Lei è autore, assieme a Bergoglio, di un libro di grande successo: Il cielo e la terra, scritto quando eravate a Buenos Aires. Come è nata e cosa ha rappresentato questa sfida?
L’idea di scrivere qualcosa insieme ce l’avevamo da tempo. È stato Bergoglio a dare l’impulso decisivo. Un giorno mi ha detto: “Andiamo Abraham, scriviamo questo libro”. Il risultato è un lavoro che vede un ebreo e un cristiano a confronto sui grandi temi dei nostri tempi: osservanza religiosa, eticità dei comportamenti, impegno nel sociale. Un confronto sviluppato su posizioni assolutamente paritarie, nel pieno rispetto e riconoscimento della dignità altrui.
Il libro risale al 2010. Si immaginava che di lì a poco il suo amico Jorge sarebbe diventato Papa?
Bergoglio era già un leader, un grande protagonista della Chiesa latino-americana.

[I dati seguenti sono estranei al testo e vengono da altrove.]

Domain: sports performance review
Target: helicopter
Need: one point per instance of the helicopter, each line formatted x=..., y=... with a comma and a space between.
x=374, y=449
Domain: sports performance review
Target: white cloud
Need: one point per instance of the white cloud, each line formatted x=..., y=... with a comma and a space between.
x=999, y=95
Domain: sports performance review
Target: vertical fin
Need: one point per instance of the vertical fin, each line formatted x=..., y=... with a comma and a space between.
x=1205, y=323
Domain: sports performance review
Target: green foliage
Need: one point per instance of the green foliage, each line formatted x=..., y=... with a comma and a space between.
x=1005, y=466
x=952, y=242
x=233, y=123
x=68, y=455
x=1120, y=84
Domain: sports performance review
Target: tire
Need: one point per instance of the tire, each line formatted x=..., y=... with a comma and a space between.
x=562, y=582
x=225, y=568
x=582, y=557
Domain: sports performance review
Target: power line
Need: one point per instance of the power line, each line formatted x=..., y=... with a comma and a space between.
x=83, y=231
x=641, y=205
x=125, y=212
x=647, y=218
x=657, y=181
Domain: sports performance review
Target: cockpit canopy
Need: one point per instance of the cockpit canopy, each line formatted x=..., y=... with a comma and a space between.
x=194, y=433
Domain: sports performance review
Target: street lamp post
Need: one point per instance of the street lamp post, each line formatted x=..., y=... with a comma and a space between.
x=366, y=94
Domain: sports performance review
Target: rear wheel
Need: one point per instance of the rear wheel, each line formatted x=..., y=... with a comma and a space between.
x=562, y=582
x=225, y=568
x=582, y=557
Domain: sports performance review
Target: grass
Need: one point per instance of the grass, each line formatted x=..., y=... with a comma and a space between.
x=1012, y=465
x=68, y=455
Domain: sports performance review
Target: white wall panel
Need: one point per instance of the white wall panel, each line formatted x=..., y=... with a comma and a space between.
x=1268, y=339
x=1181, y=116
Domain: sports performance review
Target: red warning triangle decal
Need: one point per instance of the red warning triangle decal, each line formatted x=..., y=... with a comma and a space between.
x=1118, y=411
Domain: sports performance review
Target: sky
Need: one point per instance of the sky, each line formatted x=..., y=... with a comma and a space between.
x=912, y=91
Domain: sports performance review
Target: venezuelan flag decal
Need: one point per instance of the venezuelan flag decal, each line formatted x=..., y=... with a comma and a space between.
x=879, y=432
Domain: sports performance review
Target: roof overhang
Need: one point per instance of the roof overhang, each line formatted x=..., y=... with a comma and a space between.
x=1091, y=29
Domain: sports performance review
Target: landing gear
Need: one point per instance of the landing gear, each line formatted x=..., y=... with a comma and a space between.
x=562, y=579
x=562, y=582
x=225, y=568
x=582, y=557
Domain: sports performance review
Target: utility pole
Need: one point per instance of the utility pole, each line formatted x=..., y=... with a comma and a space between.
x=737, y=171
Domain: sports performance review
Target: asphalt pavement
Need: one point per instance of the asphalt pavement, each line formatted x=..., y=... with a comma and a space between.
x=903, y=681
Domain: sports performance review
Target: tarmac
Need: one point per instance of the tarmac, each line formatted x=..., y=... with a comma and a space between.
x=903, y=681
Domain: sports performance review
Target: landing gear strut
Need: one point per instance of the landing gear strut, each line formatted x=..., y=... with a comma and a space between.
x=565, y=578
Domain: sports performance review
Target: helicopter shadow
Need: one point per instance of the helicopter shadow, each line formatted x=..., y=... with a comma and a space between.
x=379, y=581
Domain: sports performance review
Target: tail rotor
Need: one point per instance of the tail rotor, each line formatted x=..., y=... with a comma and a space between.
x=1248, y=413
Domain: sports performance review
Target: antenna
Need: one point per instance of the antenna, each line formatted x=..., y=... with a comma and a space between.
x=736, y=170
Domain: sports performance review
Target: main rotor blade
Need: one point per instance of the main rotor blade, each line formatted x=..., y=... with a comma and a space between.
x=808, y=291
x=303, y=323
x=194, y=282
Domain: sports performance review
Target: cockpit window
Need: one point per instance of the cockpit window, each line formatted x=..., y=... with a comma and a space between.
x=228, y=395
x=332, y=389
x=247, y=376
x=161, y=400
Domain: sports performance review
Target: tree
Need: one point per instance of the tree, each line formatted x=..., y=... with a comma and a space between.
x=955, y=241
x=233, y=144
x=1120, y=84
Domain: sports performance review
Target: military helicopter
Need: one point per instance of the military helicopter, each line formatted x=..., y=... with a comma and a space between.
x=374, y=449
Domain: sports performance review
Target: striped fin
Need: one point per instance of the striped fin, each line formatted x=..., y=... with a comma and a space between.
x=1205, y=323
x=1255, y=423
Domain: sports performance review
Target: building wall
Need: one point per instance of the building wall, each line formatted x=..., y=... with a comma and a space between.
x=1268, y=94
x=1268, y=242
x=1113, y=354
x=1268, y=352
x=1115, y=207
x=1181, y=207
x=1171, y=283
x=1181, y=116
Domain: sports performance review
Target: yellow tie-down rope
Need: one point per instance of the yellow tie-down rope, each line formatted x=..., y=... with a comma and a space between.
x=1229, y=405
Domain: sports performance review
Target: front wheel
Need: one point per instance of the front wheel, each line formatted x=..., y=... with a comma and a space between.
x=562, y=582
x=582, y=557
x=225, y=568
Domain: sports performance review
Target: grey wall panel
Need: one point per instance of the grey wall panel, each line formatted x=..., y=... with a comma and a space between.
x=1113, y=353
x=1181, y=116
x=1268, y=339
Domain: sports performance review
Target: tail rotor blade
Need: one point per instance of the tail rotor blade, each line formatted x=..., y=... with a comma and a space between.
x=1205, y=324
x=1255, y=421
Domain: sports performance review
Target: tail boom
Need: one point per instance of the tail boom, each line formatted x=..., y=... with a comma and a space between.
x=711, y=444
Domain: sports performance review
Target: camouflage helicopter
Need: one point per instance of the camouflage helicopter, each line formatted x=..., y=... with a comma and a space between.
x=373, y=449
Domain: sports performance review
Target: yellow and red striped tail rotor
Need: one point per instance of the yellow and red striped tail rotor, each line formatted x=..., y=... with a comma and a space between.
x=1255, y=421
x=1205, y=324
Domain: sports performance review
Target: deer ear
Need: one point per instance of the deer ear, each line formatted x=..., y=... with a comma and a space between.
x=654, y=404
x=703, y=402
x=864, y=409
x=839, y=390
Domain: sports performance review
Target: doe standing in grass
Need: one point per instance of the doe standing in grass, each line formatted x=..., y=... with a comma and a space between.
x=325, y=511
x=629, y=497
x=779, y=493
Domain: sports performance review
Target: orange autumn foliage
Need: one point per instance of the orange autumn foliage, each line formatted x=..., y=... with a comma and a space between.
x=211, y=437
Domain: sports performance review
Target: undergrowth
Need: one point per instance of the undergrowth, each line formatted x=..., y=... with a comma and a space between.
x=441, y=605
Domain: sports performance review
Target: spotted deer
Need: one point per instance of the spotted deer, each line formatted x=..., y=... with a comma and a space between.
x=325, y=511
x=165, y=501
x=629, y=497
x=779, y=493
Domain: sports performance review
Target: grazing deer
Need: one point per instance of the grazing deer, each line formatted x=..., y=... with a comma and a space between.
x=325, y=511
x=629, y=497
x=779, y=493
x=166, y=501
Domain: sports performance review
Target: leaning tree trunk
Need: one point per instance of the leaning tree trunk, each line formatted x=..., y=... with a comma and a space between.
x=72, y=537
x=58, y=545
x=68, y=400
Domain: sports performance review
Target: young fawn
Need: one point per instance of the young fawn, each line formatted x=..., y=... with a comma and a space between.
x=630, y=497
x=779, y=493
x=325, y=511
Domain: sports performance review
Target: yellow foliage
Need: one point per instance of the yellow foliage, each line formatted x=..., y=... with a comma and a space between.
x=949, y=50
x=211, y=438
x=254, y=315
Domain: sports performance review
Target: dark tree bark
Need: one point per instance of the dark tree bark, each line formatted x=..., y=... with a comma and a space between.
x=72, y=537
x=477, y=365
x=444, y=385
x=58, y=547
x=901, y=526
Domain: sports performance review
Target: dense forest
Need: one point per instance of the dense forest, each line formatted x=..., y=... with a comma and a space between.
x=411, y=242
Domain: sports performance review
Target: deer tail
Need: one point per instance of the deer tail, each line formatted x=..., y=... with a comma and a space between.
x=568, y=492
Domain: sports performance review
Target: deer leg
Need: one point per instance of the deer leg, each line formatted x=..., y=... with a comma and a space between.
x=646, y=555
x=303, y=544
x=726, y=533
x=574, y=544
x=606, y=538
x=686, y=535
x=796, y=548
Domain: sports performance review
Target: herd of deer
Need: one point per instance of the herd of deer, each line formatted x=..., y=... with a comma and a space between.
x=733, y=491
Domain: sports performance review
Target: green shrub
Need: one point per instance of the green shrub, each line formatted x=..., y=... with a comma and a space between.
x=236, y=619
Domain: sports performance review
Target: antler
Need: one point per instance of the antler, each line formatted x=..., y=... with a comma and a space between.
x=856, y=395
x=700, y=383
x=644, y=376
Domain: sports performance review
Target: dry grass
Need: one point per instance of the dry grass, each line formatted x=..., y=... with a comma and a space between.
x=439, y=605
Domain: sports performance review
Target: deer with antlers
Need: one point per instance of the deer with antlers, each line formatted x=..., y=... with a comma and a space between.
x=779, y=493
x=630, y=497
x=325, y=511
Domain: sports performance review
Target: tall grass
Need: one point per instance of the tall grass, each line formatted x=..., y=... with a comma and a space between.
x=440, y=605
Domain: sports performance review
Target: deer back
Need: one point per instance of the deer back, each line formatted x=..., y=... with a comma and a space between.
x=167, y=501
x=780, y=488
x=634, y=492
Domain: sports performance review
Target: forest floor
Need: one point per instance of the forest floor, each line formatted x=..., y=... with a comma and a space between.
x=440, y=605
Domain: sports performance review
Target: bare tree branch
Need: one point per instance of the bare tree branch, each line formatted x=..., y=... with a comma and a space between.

Dopo la conferenza dei vescovi del 2007, in occasione della quale ricevette molti consensi, mi confidò di percepire tangibilmente l’apprezzamento di tanti colleghi. Lo fece con estrema umiltà, in amicizia, senza vantarsene in alcun modo. Da allora ho sempre avuto la sensazione che, con un nuovo conclave, Bergoglio potesse essere il prescelto per guidare la Chiesa in questo momento storico ricco di insidie, ma anche di formidabili opportunità.